Farmers get their say on land use

The fight between farmers and developers could be a thing of the past thanks to a new mapping project that will shape future regional planning decisions.

With agriculture, urban development, renewable energy infrastructure and other land use interests competing for space in our increasingly busy regional areas, NSW Farmers is urging landholders to have their say on State Significant Agricultural Land mapping.

NSW Farmers Vice President Xavier Martin said it was an important process that would help protect farmers from conflicting land uses into the future.

“Farmers are being given a direct opportunity to have their say on the important issue of land use planning, and this could set the course for years to come as land use interests in regional areas grow,” Mr Martin said.

“Unfortunately, agricultural land can be viewed as a default zone when it comes to matters such as urban expansion, energy infrastructure and mining.

“There’s a finite amount of land suitable for agriculture and at the moment, we are losing it in a very fragmented way, but the state government’s mapping exercise is an opportunity to resolve that poor outcome.”

Mr Martin said the NSW Government’s understanding of the regional and state significance of agricultural areas would go a long way to minimising future conflict.

“The understanding of high value agricultural land must be multi-faceted, taking into consideration soil quality, yield, adaptability, proximity to export hubs and regional importance,” Mr Martin said.

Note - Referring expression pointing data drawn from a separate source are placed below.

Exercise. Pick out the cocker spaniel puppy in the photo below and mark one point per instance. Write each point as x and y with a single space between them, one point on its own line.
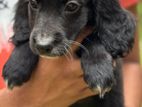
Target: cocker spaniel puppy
49 27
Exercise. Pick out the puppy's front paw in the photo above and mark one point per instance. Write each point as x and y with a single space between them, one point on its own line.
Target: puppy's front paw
15 75
98 74
99 82
19 66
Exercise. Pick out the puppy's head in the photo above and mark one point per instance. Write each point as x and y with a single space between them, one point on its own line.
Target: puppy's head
56 24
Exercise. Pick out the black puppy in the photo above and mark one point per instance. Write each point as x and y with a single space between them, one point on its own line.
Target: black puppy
49 27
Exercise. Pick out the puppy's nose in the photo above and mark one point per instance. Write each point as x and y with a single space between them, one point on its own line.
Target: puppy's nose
44 48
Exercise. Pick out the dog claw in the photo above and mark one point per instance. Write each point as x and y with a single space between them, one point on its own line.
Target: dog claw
9 86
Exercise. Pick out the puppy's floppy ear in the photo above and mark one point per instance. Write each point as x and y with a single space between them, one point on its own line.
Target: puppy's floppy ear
115 26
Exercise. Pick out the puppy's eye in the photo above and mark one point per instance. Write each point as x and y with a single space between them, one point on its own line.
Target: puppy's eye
72 7
34 4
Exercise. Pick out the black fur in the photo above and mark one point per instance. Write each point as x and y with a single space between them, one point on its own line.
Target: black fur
112 39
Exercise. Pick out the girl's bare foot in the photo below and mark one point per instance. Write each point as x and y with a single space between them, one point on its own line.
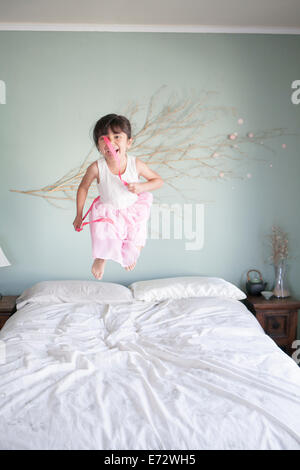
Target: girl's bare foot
132 266
98 268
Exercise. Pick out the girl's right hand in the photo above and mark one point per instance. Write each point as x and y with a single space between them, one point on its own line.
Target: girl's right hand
77 222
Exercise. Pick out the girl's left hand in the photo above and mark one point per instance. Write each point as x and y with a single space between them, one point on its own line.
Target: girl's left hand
135 188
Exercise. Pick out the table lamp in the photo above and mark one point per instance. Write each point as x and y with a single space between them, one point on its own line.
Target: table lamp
3 262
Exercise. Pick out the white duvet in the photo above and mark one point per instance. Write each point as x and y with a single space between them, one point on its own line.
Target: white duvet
180 374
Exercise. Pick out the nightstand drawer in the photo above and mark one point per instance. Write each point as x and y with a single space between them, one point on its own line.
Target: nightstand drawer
277 325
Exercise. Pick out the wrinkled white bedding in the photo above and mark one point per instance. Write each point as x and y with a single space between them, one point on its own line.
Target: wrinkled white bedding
181 374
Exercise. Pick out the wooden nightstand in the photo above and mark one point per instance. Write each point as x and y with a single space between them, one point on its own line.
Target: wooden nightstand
278 317
7 308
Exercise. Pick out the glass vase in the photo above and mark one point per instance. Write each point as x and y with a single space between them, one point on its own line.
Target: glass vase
281 289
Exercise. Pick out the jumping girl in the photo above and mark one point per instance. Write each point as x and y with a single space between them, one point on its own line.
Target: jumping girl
118 218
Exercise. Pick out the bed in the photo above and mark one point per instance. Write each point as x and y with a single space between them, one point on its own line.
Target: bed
92 365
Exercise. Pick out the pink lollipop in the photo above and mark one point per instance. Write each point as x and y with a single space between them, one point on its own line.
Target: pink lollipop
111 148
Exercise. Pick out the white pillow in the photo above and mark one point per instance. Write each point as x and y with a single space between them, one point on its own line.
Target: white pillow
74 291
184 287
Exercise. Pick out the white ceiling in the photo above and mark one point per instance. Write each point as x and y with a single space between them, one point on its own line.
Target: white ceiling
168 15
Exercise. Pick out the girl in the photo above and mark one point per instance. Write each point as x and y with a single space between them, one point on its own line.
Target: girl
124 204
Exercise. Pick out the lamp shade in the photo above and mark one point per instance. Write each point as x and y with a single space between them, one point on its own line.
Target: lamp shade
3 260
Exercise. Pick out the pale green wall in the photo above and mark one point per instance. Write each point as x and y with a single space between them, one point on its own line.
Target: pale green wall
59 84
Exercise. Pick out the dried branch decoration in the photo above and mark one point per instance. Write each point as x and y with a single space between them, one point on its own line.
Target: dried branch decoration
171 141
279 244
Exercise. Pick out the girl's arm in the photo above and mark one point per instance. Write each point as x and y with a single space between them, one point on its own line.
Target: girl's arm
154 181
83 188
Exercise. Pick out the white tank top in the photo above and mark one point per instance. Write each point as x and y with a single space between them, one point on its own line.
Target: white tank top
111 189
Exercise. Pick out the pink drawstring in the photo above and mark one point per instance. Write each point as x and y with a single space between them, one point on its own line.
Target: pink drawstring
102 219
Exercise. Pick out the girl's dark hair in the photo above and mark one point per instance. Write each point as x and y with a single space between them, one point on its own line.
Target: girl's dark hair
115 122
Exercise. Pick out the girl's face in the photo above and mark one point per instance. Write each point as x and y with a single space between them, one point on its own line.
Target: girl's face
119 141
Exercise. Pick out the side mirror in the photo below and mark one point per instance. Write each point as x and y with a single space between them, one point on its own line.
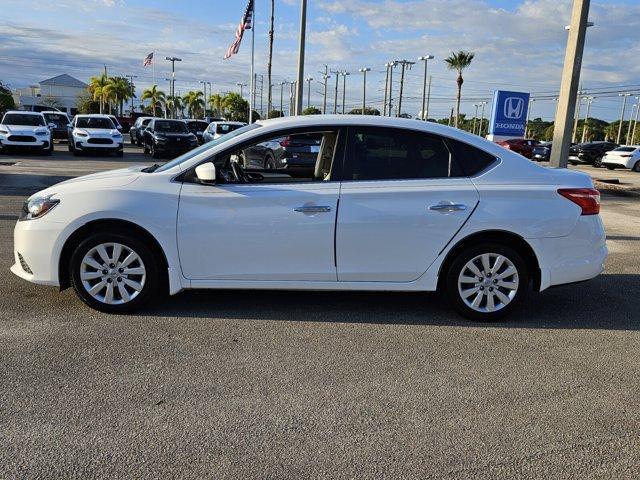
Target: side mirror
206 172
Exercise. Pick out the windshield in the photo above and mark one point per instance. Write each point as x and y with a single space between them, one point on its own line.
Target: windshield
197 126
223 128
167 126
22 119
94 122
207 146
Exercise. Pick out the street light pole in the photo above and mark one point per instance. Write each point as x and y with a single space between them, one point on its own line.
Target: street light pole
364 87
299 83
624 105
173 61
309 80
586 119
425 59
344 87
570 82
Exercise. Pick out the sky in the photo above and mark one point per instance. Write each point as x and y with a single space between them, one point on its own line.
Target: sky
518 45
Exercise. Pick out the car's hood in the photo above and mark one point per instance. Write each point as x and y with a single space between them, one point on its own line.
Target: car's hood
23 129
96 181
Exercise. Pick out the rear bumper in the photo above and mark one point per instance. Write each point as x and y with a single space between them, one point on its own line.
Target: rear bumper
575 257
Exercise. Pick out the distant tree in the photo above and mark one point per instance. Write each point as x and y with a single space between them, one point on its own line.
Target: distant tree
367 111
458 62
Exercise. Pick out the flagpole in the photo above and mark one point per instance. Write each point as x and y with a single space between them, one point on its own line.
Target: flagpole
253 42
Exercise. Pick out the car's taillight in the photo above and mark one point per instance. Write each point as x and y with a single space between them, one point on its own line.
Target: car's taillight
588 199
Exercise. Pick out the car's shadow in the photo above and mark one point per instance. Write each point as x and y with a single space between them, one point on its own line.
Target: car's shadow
607 302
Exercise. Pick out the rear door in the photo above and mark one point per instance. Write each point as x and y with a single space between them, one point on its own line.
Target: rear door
402 200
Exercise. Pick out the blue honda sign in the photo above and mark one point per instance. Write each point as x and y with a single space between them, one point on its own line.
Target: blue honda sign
509 114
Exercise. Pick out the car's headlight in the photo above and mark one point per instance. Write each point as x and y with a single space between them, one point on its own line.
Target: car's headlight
38 207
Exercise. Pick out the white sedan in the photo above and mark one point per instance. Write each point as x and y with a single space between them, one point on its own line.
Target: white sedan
623 157
93 133
390 205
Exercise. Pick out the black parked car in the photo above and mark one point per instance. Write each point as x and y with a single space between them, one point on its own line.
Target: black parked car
197 127
295 152
170 137
61 121
590 153
136 129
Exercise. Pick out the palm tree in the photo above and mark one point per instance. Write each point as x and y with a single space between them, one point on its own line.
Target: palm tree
156 97
216 102
458 62
269 106
97 88
194 103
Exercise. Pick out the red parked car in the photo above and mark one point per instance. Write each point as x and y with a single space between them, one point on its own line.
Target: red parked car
523 146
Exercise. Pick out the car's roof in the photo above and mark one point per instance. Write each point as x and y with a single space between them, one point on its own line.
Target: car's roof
24 112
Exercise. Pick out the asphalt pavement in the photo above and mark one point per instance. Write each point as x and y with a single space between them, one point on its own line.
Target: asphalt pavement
263 384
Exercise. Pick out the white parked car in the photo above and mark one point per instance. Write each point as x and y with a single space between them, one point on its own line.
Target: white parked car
623 157
218 128
390 205
94 132
26 130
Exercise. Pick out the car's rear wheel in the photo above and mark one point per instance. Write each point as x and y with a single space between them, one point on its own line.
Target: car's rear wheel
485 282
114 272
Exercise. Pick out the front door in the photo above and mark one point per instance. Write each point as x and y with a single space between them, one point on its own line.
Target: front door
403 199
278 226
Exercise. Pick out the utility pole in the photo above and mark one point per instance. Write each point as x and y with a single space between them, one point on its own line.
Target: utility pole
425 59
335 100
173 61
325 78
364 87
629 127
475 117
131 77
527 131
299 82
570 82
481 127
344 74
282 84
586 119
576 117
635 123
386 87
309 80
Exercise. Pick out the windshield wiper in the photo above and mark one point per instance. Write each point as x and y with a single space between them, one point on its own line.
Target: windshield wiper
151 169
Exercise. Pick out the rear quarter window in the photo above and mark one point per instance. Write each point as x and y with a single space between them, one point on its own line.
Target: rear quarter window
471 159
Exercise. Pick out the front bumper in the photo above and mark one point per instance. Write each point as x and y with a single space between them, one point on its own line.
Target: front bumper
37 246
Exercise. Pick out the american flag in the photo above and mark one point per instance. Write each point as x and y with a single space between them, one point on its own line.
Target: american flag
245 24
148 60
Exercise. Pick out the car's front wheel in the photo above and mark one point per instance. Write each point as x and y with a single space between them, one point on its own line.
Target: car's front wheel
114 272
485 282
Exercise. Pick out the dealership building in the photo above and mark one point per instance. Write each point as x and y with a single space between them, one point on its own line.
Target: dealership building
61 92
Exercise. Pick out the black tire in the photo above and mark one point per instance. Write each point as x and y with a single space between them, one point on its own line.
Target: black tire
455 269
152 283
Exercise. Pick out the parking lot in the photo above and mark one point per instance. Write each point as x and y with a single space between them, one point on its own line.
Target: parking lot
261 384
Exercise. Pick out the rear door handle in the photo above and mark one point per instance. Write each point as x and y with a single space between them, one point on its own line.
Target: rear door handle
312 209
448 207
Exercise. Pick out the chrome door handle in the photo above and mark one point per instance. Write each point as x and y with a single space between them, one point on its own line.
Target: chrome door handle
312 209
448 207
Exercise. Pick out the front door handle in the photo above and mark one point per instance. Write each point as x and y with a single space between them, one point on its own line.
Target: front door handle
312 209
448 207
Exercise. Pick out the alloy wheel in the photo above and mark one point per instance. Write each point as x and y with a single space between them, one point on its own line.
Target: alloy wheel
488 282
112 273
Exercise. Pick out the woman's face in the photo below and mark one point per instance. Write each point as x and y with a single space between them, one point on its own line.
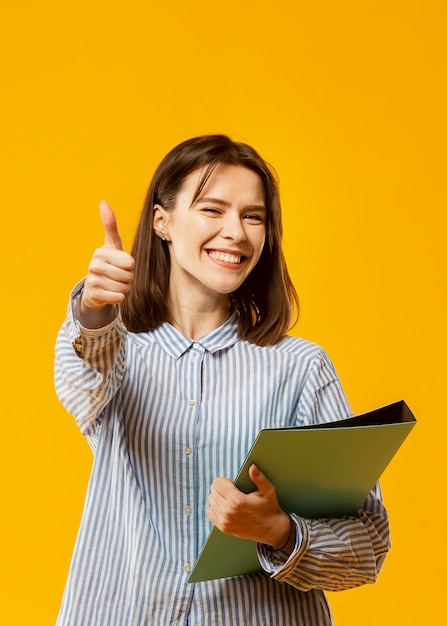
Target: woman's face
215 243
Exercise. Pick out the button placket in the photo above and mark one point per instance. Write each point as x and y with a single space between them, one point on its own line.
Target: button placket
193 396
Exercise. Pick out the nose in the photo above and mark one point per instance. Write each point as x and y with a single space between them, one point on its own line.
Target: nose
233 228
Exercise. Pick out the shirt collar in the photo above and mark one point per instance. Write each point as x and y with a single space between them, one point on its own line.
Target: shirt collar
176 344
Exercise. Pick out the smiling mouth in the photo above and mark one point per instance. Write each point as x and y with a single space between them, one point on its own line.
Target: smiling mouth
225 257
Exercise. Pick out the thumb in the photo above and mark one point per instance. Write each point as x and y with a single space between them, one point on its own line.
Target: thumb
260 480
108 219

“If the government is to identify and protect agricultural land on a tiered basis, then they need to understand what makes land strategically important – and farmers will be the repository of that knowledge.

“The goal of NSW Farmers advocacy in the land use space is to ensure agriculture is being considered in land use decisions. We need to start somewhere, and this mapping is the starting point.”

While the first iteration of the government’s mapping is not perfect, Mr Martin said consultation and refinement would help produce a planning tool that benefits landholders.

Consultation on the first State Significant Agricultural Land mapping is open until late January 2022 and the NSW Department of Primary Industries is welcoming input from farmers.